Google Isn’t the Company to Which We Should Be Ceding Control of the Web arstechnica.com

Jack Wellborn:

Switching to Chromium in particular contributes to the problem that gave us awfulness of Internet Explorer – lack of diversity. Chrome controls somewhere between 60 and 70% of browser share, and while that’s no where near Internet Explorer’s former dominance, there have already been a handful sites that are Chrome-only/Chrome-first. Even more worrisome is the number of other Web Developers that disdainfully treat non-Chrome browsers as aberrations.

Edge used to be an independent voice in the web standards community.
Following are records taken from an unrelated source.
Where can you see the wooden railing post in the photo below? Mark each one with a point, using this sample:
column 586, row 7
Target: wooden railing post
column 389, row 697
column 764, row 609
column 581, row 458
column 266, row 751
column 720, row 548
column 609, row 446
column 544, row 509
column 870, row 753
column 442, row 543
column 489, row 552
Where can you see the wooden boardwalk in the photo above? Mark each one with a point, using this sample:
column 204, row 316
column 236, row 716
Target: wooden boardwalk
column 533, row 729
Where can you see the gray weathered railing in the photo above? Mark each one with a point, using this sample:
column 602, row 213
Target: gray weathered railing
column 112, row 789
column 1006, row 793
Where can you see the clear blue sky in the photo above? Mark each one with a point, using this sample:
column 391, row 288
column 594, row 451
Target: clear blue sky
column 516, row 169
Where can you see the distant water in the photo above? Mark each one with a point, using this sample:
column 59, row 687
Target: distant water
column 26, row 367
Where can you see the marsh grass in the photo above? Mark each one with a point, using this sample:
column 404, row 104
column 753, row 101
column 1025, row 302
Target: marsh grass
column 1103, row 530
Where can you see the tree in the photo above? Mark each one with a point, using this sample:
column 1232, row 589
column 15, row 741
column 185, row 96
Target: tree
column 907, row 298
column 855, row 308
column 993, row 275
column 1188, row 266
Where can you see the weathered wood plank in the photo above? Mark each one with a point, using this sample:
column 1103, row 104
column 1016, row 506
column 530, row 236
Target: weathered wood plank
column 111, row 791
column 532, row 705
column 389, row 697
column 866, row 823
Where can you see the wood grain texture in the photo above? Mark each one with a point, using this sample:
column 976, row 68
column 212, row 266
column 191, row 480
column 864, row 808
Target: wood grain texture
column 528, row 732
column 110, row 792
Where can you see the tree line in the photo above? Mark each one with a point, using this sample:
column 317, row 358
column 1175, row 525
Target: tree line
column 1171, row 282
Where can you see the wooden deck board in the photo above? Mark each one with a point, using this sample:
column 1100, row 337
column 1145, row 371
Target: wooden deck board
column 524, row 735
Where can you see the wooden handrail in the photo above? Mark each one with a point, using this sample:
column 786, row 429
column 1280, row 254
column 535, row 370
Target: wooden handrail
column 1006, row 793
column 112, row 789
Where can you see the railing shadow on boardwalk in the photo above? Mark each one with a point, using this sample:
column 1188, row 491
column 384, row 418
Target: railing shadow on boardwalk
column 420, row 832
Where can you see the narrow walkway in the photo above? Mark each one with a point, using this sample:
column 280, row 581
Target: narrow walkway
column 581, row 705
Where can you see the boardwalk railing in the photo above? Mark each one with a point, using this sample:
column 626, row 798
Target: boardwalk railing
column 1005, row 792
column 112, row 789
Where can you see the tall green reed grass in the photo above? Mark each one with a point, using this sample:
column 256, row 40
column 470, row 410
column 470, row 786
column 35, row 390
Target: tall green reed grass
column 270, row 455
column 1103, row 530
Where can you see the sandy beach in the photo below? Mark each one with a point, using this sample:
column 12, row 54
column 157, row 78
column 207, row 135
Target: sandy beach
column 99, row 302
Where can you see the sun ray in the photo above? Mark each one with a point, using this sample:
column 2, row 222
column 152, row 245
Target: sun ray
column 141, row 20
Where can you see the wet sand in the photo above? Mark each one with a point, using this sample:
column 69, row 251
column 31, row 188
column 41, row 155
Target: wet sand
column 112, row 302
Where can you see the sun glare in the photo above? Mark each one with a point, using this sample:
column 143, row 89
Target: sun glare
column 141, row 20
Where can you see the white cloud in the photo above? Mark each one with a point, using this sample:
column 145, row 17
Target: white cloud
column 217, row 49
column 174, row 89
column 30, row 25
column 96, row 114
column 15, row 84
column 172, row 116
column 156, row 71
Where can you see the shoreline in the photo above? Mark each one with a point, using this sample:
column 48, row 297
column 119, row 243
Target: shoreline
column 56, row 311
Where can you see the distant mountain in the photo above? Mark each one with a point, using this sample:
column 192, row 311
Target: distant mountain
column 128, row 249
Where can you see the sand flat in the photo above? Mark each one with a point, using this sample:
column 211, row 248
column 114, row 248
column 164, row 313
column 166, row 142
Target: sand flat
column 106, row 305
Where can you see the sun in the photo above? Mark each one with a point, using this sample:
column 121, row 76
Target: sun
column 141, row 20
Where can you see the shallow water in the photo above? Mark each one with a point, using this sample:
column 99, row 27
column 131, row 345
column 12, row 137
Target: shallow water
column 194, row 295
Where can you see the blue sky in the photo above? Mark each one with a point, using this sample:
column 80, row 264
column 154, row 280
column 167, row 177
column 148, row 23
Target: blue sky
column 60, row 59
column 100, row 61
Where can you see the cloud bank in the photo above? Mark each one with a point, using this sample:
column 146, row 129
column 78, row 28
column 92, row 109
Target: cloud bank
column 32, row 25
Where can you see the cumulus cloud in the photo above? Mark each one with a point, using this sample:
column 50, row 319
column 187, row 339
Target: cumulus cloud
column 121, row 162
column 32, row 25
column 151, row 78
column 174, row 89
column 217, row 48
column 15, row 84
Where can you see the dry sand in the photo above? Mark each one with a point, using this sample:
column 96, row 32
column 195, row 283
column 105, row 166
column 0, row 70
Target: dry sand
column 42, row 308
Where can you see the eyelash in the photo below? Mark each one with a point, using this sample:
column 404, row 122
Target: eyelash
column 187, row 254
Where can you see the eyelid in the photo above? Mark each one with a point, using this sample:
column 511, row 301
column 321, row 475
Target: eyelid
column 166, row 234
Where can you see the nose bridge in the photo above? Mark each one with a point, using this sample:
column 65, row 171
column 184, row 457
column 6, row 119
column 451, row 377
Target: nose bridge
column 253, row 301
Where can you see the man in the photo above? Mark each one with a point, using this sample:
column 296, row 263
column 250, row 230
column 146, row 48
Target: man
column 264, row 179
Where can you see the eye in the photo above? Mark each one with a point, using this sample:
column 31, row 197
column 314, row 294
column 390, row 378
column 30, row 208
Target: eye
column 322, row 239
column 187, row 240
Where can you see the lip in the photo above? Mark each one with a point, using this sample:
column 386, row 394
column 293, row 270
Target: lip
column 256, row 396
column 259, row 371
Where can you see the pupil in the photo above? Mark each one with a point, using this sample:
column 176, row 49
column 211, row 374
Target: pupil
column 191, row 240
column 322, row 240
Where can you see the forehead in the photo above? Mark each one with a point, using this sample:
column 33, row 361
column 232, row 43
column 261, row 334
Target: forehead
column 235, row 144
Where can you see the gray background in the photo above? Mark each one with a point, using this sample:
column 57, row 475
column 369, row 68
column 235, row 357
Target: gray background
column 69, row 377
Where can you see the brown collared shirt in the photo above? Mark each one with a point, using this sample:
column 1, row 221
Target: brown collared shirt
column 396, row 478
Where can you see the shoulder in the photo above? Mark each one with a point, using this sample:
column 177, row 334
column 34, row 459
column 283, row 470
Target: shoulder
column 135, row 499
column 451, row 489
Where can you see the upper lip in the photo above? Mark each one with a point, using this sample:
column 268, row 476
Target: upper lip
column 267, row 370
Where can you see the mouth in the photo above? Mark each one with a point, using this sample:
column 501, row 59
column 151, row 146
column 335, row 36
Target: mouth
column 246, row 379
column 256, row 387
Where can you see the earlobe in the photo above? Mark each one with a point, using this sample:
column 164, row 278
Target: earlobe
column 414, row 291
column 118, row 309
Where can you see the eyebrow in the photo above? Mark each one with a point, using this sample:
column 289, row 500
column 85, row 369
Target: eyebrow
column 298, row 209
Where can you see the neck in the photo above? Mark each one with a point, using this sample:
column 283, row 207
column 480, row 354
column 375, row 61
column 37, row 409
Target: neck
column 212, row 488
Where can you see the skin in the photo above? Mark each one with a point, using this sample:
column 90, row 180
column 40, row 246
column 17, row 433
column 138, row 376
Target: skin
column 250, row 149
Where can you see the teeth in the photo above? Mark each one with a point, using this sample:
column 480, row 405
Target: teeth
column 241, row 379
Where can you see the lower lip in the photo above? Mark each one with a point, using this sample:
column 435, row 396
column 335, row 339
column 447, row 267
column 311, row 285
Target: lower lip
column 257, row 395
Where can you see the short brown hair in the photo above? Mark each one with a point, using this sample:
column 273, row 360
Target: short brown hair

Now that voice will be lost in such a way that empowers the most powerful.

Peter Bright, Ars Technica:

This is a company that, time and again, has tried to push the Web into a Google-controlled proprietary direction to improve the performance of Google’s online services when used in conjunction with Google’s browser, consolidating Google’s market positioning and putting everyone else at a disadvantage. Each time, pushback has come from the wider community, and so far, at least, the result has been industry standards that wrest control from Google’s hands. This action might already provoke doubts about the wisdom of handing effective control of the Web’s direction to Google, but at least a case could be made that, in the end, the right thing was done.

But other situations have had less satisfactory resolutions. YouTube has been a particular source of problems. Google controls a large fraction of the Web’s streaming video, and the company has, on a number of occasions, made changes to YouTube that make it worse in Edge and/or Firefox. Sometimes these changes have improved the site experience in Chrome, but even that isn’t always the case.

JoshuaJB on Hacker News was, according to his resume, an intern for the past two summers at Microsoft:

I very recently worked on the Edge team, and one of the reasons we decided to end EdgeHTML was because Google kept making changes to its sites that broke other browsers, and we couldn’t keep up. For example, they recently added a hidden empty div over YouTube videos that causes our hardware acceleration fast-path to bail (should now be fixed in Win10 Oct update). Prior to that, our fairly state-of-the-art video acceleration put us well ahead of Chrome on video playback time on battery, but almost the instant they broke things on YouTube, they started advertising Chrome’s dominance over Edge on video-watching battery life. What makes it so sad, is that their claimed dominance was not due to ingenious optimization work by Chrome, but due to a failure of YouTube. On the whole, they only made the web slower.

Now while I’m not sure I’m convinced that YouTube was changed intentionally to slow Edge, many of my co-workers are quite convinced – and they’re the ones who looked into it personally. To add to this all, when we asked, YouTube turned down our request to remove the hidden empty div and did not elaborate further.

Chromium is, by all accounts, an excellent rendering engine. It is not inherently bad for Microsoft to switch its rendering engine, and it is not even necessarily bad that there is less diversity amongst rendering engines. The concern is that Google’s rendering engine is not separate from Google as a company, and its manipulative and self-preferential tactics for directing the web in a direction it favours.

The web is not a Google product. We ought to do everything we can to spoil their attempts to make it one.